Noel leva les bras en l’air de désespoir, de colère. « Mais si tu vas voir mon frère, mon petit, de quoi lui parleras-tu précisément ? Ce n’est pas comme si tu le connaissais, après tout. Moi-même je ne le reconnaîtrais sans doute pas. Nous avons essayé si souvent de le convaincre de demander à être mis en liberté conditionnelle, et finalement il est devenu vraiment grossier ; en fait j’ai eu tout à fait l’impression qu’il avait trouvé sa place à Powhatassie alors qu’il n’y avait jamais réussi ici. Les hommes ont la permission de jouer aux cartes, tu sais, et selon le directeur (de l’époque…, je crains de ne pas connaître le directeur actuel) il y avait toujours une partie en cours dans la salle de récréation ou dans la cour, et Jean-Pierre avait appris aux autres prisonniers à jouer à une douzaine de sortes de poker, au rami, au “casino”, à l’“euchre”2, et même au bridge… Nous espérions qu’il demanderait au moins à être libéré sous condition, malgré l’avertissement fait à l’État par le juge Petrie, mais il ne l’a jamais fait ; peut-être n’a-t-il pas voulu risquer d’être libéré.
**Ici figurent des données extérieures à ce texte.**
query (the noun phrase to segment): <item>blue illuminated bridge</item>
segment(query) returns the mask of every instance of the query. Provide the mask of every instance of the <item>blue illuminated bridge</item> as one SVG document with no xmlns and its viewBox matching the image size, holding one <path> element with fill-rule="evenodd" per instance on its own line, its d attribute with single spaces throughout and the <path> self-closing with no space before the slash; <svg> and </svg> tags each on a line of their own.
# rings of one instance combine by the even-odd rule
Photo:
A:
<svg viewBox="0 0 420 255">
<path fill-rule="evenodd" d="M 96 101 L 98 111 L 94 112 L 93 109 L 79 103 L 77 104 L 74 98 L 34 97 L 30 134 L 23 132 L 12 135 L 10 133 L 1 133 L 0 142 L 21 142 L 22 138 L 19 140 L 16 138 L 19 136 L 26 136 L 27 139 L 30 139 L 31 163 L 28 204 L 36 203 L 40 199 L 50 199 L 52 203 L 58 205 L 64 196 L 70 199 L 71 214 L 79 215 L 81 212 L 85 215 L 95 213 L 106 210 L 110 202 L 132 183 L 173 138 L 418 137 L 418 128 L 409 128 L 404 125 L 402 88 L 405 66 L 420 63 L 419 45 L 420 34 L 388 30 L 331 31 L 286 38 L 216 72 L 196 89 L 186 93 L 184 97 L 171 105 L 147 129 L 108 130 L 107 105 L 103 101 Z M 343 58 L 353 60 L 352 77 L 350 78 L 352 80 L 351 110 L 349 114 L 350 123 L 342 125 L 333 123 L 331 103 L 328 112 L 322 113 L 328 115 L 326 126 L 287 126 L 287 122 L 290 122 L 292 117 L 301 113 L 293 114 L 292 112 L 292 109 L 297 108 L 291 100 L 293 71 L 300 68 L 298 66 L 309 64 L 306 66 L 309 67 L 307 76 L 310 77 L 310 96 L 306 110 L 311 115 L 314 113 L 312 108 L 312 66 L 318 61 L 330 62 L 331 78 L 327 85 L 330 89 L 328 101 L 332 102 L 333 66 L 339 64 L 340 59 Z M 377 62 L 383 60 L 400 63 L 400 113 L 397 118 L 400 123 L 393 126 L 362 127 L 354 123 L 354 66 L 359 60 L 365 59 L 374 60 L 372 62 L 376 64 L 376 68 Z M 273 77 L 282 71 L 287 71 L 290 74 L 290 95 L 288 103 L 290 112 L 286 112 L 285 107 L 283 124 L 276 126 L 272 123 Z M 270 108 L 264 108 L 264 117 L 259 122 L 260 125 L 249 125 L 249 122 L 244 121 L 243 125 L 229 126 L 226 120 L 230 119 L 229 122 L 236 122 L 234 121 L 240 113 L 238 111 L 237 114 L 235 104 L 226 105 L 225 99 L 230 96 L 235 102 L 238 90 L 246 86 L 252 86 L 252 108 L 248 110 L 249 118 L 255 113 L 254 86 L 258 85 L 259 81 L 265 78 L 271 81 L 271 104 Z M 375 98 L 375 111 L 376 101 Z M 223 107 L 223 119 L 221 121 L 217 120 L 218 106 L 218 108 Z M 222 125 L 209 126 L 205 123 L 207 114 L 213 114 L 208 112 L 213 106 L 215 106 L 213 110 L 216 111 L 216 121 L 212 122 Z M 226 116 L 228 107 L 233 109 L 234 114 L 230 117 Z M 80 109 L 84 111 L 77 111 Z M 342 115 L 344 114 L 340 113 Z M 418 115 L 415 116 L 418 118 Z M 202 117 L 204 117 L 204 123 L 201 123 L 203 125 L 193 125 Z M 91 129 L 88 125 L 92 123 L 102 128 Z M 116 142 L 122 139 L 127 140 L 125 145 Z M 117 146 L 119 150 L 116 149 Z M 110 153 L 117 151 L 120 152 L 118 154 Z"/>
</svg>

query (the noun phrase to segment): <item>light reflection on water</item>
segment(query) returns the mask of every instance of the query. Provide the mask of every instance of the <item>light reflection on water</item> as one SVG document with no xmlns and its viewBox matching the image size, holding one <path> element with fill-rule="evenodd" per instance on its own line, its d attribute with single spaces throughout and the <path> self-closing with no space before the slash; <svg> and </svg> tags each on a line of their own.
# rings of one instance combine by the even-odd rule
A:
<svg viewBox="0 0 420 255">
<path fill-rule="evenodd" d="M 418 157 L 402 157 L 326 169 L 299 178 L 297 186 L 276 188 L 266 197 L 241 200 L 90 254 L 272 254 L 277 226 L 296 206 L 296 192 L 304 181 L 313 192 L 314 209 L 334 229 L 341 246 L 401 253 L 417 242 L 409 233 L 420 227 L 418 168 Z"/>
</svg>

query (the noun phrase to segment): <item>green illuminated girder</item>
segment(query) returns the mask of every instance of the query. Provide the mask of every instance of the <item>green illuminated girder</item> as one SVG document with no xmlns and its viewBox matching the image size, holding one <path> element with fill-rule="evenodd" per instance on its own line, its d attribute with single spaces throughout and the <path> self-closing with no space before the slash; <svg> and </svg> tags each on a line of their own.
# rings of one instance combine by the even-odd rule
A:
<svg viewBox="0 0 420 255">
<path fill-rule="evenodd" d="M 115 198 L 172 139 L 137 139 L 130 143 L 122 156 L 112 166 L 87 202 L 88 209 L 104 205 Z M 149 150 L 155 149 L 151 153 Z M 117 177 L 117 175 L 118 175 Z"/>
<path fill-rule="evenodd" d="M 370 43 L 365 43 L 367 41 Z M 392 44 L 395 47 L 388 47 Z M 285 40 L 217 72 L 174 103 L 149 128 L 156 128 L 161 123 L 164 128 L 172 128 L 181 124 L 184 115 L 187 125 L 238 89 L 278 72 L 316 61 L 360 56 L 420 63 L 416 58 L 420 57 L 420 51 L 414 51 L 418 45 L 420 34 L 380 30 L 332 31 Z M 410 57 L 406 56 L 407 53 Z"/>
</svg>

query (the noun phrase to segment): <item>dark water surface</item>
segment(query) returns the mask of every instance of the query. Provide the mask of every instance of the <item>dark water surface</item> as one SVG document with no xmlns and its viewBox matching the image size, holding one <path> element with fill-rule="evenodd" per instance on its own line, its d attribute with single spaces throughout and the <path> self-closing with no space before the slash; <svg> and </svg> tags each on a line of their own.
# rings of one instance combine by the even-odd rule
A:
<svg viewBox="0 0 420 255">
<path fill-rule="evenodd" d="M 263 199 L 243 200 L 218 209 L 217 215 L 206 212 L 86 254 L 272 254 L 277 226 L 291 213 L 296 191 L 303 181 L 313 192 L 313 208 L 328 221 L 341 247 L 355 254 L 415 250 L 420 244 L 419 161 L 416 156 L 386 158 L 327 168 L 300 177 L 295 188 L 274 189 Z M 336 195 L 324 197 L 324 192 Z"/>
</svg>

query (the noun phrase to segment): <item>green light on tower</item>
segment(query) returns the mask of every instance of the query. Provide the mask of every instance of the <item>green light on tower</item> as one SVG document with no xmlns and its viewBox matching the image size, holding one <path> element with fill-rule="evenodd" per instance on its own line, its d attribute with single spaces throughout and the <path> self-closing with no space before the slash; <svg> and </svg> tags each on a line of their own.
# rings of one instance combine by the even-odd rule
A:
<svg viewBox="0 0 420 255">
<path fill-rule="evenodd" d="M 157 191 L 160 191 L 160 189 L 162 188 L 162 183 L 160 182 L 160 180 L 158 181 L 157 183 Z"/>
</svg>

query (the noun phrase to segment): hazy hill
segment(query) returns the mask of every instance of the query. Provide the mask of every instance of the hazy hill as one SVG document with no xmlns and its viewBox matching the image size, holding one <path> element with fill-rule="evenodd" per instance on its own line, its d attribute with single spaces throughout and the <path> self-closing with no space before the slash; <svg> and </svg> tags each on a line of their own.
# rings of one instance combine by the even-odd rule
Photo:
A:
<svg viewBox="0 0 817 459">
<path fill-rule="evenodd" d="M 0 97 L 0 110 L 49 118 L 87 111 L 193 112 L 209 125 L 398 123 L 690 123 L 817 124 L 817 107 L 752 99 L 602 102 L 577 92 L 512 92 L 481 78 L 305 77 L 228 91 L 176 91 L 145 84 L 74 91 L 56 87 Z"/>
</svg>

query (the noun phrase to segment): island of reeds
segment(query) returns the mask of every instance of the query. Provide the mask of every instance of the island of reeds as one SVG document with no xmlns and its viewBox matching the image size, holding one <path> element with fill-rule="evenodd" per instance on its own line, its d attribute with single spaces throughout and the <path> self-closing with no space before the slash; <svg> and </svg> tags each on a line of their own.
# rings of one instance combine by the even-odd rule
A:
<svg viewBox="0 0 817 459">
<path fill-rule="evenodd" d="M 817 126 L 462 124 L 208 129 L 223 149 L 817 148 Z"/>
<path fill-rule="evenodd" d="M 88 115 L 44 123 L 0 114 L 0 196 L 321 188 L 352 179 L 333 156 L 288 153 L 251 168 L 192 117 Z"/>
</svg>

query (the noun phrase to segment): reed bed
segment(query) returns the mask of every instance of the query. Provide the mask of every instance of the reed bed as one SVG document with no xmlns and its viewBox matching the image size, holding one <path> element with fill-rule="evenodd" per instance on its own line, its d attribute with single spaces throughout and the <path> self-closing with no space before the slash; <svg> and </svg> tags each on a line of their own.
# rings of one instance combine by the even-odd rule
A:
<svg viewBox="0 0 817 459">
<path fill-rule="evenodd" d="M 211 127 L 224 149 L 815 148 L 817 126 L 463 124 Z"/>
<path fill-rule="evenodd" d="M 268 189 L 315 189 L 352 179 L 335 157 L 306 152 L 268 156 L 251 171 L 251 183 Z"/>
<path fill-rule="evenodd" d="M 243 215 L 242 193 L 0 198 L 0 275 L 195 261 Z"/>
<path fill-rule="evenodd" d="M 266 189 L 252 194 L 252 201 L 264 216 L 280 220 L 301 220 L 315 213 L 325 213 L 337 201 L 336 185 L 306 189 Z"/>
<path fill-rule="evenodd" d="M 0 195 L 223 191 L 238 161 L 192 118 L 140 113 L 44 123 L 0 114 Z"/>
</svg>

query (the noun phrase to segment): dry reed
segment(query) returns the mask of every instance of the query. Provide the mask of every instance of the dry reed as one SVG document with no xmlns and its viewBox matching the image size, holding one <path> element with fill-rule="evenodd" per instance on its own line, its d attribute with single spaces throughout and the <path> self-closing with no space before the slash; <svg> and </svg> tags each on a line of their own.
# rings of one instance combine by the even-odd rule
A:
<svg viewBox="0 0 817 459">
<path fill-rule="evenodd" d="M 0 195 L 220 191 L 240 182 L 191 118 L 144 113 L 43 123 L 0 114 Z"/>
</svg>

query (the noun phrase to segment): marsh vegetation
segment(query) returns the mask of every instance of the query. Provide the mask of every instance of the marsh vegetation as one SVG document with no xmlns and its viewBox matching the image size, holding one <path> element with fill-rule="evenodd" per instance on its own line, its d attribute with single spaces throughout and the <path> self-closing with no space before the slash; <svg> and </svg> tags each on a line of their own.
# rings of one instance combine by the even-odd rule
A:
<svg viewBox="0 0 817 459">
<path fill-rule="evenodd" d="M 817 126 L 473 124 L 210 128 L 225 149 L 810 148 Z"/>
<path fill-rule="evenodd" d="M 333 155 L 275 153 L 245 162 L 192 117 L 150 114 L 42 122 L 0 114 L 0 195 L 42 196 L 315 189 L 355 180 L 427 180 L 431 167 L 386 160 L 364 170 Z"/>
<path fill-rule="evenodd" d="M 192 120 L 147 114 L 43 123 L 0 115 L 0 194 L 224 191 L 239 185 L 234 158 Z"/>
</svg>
– Je ne demande pas la liberté conditionnelle, dit Leah avec impatience. Je veux qu’il soit gracié.
– Gracié ?
– Par le gouverneur. Gracié. Blanchi.
Gracié ? Jean-Pierre ? »
À cet instant Germaine entra en courant et grimpa sur les genoux de Leah. Elle avait quelque chose de très excitant à raconter à sa mère – à propos de l’un des chats qu’un coq de Minorque avait forcé à se réfugier dans un arbre – mais Leah la calma, et dégagea les cheveux de son front brûlant. Peut-être pour laisser à ses aînés le temps de se remettre (car Leah, malgré son impétuosité, était très sensible aux sentiments des autres), elle tourna son attention vers sa fille, mouillant son index pour enlever un peu de poussière, embrassant la joue enflammée de l’enfant. « N’est-ce pas que tu es jolie, murmura Leah. N’est-ce pas que tu es bénie ? »
Et finalement, au bout d’un long silence, Cornelia dit faiblement : « Mais au moins n’emmène pas Germaine, mon enfant. »
1. Quartier chic de San Francisco. (N.d.T.)
2. Jeux de cartes pratiqués aux États-Unis. (N.d.T.)